Overall, I like this episode a lot. I really enjoy the spontaneous musical number and the final hug between Fry and Leela. 

FAVORITE JOKE

There’s a shot of all of the women Fry has slept with from the show. During the shot, Kug (Tress MacNeille), the Amazonian that banged Fry in “Amazon Women in the Mood” says “Him do good Snu-Snu” only for all of his other exes to say “eh….” Remember, Kug had never had sex before and it seems unlikely that she’s had it since, so her perspective might not be great.

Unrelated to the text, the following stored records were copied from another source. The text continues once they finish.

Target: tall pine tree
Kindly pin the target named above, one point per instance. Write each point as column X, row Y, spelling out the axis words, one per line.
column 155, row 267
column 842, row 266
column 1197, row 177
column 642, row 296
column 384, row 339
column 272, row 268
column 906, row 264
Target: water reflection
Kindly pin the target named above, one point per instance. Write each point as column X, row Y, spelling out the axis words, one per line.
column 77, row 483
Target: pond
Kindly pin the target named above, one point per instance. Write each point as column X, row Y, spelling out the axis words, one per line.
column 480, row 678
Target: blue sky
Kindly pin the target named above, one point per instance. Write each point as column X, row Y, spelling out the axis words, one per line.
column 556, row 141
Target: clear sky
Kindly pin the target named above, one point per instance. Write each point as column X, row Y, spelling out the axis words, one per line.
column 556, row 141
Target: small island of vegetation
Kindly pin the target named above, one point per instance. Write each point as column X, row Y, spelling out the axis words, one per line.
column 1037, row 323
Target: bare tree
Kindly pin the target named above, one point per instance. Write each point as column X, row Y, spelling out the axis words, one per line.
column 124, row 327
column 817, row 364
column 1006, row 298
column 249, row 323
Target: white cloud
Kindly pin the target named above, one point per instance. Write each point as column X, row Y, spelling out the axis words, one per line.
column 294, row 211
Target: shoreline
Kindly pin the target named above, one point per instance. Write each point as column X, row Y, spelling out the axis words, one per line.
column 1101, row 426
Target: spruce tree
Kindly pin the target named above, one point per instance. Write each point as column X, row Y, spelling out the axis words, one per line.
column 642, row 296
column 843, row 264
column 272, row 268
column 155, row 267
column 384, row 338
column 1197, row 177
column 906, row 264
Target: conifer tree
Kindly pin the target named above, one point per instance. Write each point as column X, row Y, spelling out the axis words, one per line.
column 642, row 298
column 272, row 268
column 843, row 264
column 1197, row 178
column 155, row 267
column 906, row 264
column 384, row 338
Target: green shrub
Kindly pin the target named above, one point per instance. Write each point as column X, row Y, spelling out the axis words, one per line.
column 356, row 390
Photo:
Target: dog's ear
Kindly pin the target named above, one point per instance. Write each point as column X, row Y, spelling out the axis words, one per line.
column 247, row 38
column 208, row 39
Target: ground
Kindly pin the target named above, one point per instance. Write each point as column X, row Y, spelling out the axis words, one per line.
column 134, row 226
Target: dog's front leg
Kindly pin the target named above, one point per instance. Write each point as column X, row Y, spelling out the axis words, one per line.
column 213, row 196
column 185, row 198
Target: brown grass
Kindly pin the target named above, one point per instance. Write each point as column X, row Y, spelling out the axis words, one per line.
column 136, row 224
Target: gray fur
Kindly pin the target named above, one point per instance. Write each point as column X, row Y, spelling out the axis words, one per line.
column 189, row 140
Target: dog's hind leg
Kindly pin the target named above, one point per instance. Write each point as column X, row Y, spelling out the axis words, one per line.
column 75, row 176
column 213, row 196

The other women we see present are Petunia (MacNeille) the hooker “Put Your Head on My Shoulders,” Morgan Proctor (Nora Dunn) the bureaucrat “How Hermes Requisitioned His Groove Back,” Michelle (Sarah Silverman) his frozen ex “The Cryonic Woman,” and the other 21st Century girl he hooked up with from “Love’s Labours Lost in Space.” However, next to them is a radiator… a reference to Fry saying he hooked up with a radiator woman from the radiator planet at the Miss Universe contest in “The Lesser of Two Evils.” Since this is in Leela’s mind, that means that Leela must, on some level, believe that Fry DID in fact hook-up with a radiator alien. I love that this is the man she eventually ends up with.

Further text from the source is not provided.